Хортон ответил уверенно и без колебаний:
— Сможем. Только надо собирать не сто воителей, а триста-пятьсот, тогда точно одолеем. Против такой армии никто не устоит. До сих пор не могу поверить, как вы меня уделали. И ведь никакой серьезной магии не применяли, что обидно, одни только файрболы, даже не сплошные, только обычные! А если твою магию задействовать…
— Обязательно задействуем, — сказал Павел. — Отбери десяток воителей, которым доверяешь, я их обучу. Людвиг, Устин, еще Изольда, наверное… Но только чтобы это были нормальные люди, серьезно принимающие путь добра, не так, как Пан.
Неожиданно подал голос Людвиг. Он спросил:
— Лорд Павел, вы не гневаетесь, что я убил сэра Пана? Я ведь нарушил вашу заповедь…
— Ничего ты не нарушил, — заявил Павел. — Нельзя творить добро безрассудно, не думая о последствиях. Если человек не принимает путь добра не потому, что не понял, а потому, что сознательно отверг — для тебя он больше не человек. Он как ядовитая змея или кусачий комар, убей его и больше не думай об этом. Единственное, что мне не понравилось в твоем поступке, — ты убил его слишком жестоко. Это может плохо сказаться на твоей душе.

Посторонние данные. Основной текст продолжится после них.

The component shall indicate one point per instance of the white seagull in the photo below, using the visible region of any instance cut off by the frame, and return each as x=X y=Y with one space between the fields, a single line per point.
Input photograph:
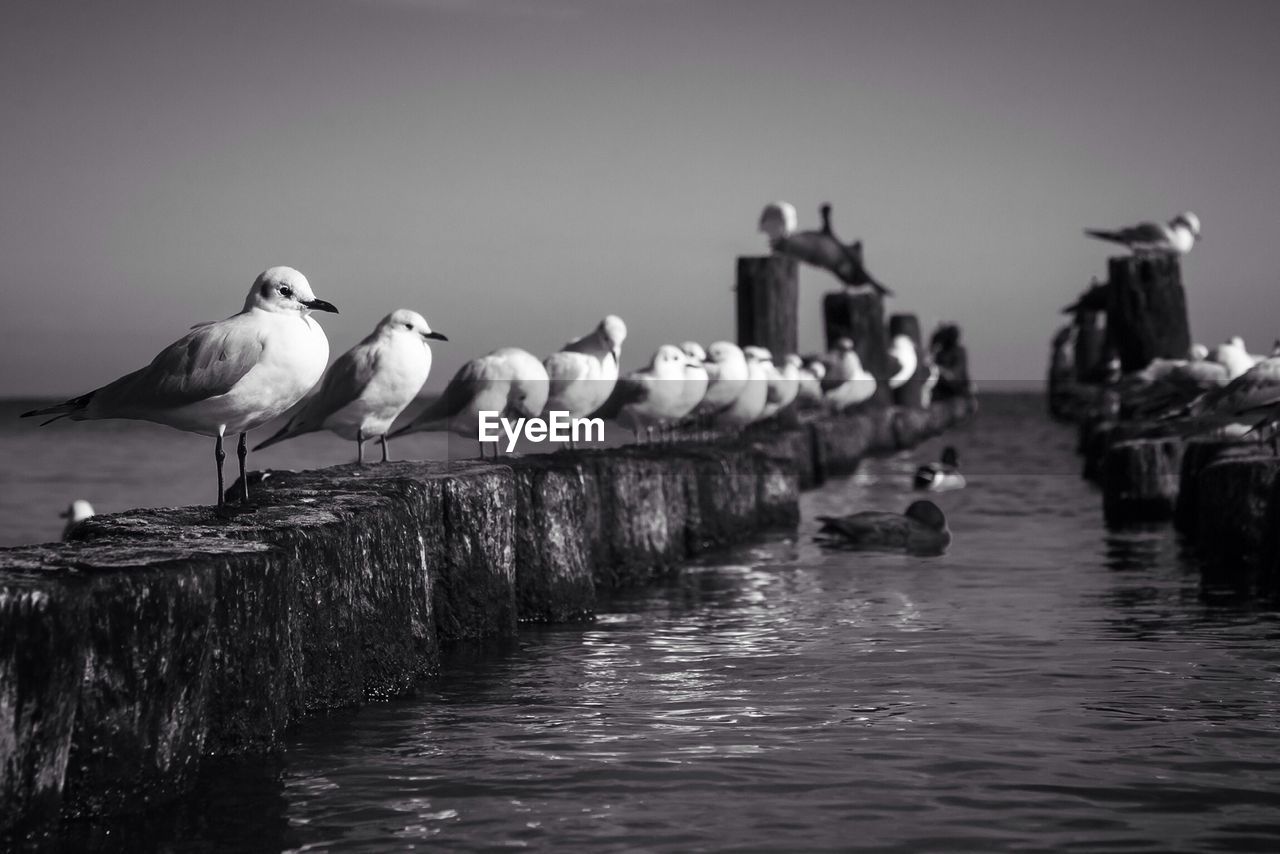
x=1175 y=237
x=369 y=386
x=846 y=383
x=76 y=512
x=584 y=371
x=481 y=384
x=224 y=377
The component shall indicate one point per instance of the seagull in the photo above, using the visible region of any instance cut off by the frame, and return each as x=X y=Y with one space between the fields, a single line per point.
x=782 y=388
x=529 y=382
x=584 y=371
x=846 y=383
x=778 y=219
x=369 y=386
x=726 y=374
x=483 y=384
x=650 y=397
x=823 y=249
x=76 y=512
x=749 y=403
x=1175 y=237
x=224 y=377
x=903 y=351
x=696 y=377
x=809 y=388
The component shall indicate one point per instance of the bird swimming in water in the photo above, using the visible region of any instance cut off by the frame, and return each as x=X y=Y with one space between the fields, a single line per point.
x=76 y=512
x=369 y=386
x=942 y=475
x=1175 y=237
x=224 y=377
x=920 y=530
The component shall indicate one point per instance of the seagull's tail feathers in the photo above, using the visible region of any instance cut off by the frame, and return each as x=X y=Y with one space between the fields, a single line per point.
x=1115 y=237
x=64 y=410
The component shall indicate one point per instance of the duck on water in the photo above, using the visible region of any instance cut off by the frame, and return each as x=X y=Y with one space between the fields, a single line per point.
x=922 y=529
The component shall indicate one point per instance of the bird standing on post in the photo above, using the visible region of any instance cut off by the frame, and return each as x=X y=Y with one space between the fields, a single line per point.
x=224 y=377
x=369 y=386
x=1175 y=237
x=823 y=249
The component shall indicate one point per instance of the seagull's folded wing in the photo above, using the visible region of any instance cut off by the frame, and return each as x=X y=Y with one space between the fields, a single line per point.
x=205 y=362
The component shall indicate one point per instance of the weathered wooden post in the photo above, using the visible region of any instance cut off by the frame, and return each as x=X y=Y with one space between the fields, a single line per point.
x=859 y=315
x=1146 y=310
x=910 y=393
x=768 y=297
x=1091 y=345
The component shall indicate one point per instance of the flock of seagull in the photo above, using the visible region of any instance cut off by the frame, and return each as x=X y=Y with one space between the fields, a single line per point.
x=231 y=377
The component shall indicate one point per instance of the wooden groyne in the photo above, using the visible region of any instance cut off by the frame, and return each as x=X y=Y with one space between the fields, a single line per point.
x=1223 y=496
x=164 y=636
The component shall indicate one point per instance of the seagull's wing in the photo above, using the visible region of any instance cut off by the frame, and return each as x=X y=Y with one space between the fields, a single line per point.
x=344 y=380
x=205 y=362
x=457 y=394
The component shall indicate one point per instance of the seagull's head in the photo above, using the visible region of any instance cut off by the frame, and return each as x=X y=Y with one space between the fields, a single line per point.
x=1188 y=220
x=403 y=322
x=612 y=332
x=694 y=351
x=778 y=219
x=725 y=352
x=282 y=288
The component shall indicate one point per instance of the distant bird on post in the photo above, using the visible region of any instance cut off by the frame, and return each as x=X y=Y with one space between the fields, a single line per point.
x=824 y=250
x=1175 y=237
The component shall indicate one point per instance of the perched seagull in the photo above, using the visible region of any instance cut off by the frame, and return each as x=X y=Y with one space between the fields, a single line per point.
x=823 y=249
x=76 y=512
x=696 y=378
x=369 y=386
x=529 y=382
x=726 y=373
x=1234 y=356
x=809 y=380
x=777 y=220
x=1176 y=237
x=749 y=403
x=652 y=397
x=782 y=387
x=1252 y=397
x=846 y=383
x=224 y=377
x=584 y=371
x=481 y=384
x=903 y=351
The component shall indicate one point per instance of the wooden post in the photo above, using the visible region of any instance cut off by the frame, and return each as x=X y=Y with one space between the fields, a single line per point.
x=768 y=297
x=860 y=318
x=910 y=393
x=1091 y=346
x=1147 y=310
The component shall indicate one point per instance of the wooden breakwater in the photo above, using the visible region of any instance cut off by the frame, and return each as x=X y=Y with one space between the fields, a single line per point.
x=1223 y=496
x=164 y=636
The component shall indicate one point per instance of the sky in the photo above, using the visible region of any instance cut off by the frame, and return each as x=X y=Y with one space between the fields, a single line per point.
x=515 y=169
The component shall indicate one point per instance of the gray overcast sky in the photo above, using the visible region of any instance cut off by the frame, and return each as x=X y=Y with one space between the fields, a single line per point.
x=516 y=169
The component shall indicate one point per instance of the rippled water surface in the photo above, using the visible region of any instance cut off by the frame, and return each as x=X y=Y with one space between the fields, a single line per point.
x=1043 y=686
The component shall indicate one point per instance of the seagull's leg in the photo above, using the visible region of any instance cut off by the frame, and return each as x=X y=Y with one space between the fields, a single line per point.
x=242 y=452
x=219 y=455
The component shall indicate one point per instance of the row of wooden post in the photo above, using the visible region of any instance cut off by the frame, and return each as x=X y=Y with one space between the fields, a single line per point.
x=768 y=297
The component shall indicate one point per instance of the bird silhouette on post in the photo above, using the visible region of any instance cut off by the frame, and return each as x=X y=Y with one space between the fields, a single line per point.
x=824 y=250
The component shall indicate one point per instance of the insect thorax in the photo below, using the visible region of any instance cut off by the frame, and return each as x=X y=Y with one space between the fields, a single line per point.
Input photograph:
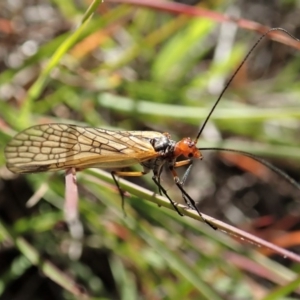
x=165 y=147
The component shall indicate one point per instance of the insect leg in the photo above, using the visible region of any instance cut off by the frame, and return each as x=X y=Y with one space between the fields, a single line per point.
x=185 y=175
x=156 y=179
x=184 y=193
x=126 y=174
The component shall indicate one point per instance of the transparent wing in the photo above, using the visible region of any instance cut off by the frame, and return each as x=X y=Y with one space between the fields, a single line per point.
x=62 y=146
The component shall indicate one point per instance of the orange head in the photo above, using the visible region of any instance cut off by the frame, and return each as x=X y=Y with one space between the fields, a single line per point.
x=187 y=148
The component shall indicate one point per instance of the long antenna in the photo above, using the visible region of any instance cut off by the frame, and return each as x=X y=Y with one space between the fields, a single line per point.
x=236 y=71
x=260 y=160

— Простите, повелитель, — склонил голову Людвиг. — Я запомню ваши слова.
— А я запишу, — подала голос Изольда. — Я начала писать книгу, составленную из слов, лично изреченных потрясателем вселенной. Лорд Хортон обещал выделить рабов-переписчиков, они размножат эту книгу, тогда каждый воитель, даже не видевший вас лично, сможет ознакомиться с вашей мудростью. Кстати, лорд Павел, если мне будет позволено, я хотела бы спросить кое-что, многие воители обсуждают этот вопрос и не пришли к единому мнению…
— Спрашивай, — сказал Павел.
— Правда ли, что потрясение вселенной — воля абстрактного творца? — спросила Изольда. — Правда ли, что слова о добре продиктованы вам творцом вселенной?
Павел нахмурился. Он и раньше замечал аналогию с деяниями одного земного пророка, но это уже будет перебор. Так, глядишь, воители начнут друг другу обрезания делать…
— Нет, — сказал Павел. — Все мои мысли придуманы лично мной. Я не знаю точно, существует ли творец вселенной как личность, и склоняюсь к тому, что его нет. По-любому, он никогда со мной не разговаривал, и вообще я не слышу никаких странных голосов. Я душевно здоров, а моя воля достаточно сильна, чтобы я диктовал ее сам, не прячась за всякие абстрактные сущности. Запиши это обязательно в свою книгу, чтобы не было никаких сомнений.